The experimental design utilizes the Project CodeNet dataset, focusing on Java and Python implementations. Baseline evaluation reveals that LLMs perform well on original, unmodified programs, achieving an average of 79.2% line coverage and 76.1% branch coverage with fully passing test suites, containing 13.1 tests per program on average. However, this performance degrades sharply under code changes. When subjected to Semantic Altering Changes (SAC), the pass rate of newly generated tests plummets to 66.5%, and branch coverage falls to 60.6%. Under Semantic Preserving Changes (SPC), the test pass rate decreases from 100% to 79%, and branch coverage drops to 69%.

Results

The experimental results show that LLMs achieve 79% line coverage and 76% branch coverage on original programs, with fully passing test suites. However, under semantic changes, the pass rate of newly generated tests drops to 66%, and branch coverage declines to 60%. Over 99% of failing SAC tests pass on the original program, indicating residual alignment with original behavior rather than adaptation to updated semantics. Even under semantic preserving changes, despite unchanged functionality, pass rates still drop to 79% and branch coverage to 69%. This suggests LLMs' sensitivity to lexical changes rather than true semantic impact.

Applications

The study's application scenarios primarily focus on automated test generation, especially when code frequently evolves. The findings indicate that current LLMs perform poorly in handling code changes, providing directions for developing more semantically aware test generation tools. Additionally, the study can be applied in software engineering education to help students understand the impact of code evolution on test generation.

Limitations & Outlook

The study primarily relies on a mutation-driven framework, which may not fully simulate real-world code change scenarios. Additionally, LLMs perform poorly in handling complex semantic changes, particularly when deep semantic understanding is required. The experiments are limited to Java and Python implementations, which may not fully represent the performance across other programming languages. Future research could explore developing LLMs with better semantic understanding capabilities to improve their test generation performance under code evolution.

Plain Language Accessible to non-experts

Imagine you're in a kitchen cooking a meal. You have a recipe that tells you how to make a delicious dish step by step. Now, suppose you have a smart assistant that can automatically generate a shopping list and cooking steps based on the recipe. This assistant is like a Large Language Model (LLM), which can generate test cases based on program code.

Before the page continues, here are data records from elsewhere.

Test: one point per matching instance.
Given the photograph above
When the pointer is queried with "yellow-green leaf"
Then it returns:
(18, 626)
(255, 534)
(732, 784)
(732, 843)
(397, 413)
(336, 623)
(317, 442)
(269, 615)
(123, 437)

However, when you decide to make some small changes to the recipe, like adding a new spice, the assistant might get confused because it's used to working with the original recipe. This is similar to how LLMs perform when faced with code changes. When the code changes, LLMs might not adapt to these changes, and the generated test cases might no longer be valid.

The study shows that LLMs perform poorly when handling code changes, especially when semantics change. This is like your assistant struggling to adjust the shopping list and cooking steps when faced with new ingredients. To improve LLM performance, we need to develop smarter assistants that can understand recipe changes and adjust the shopping list and cooking steps accordingly.

In summary, current LLMs rely heavily on surface-level cues rather than deep semantic understanding when handling code changes. This finding provides directions for future improvements, helping us develop smarter automated test generation tools.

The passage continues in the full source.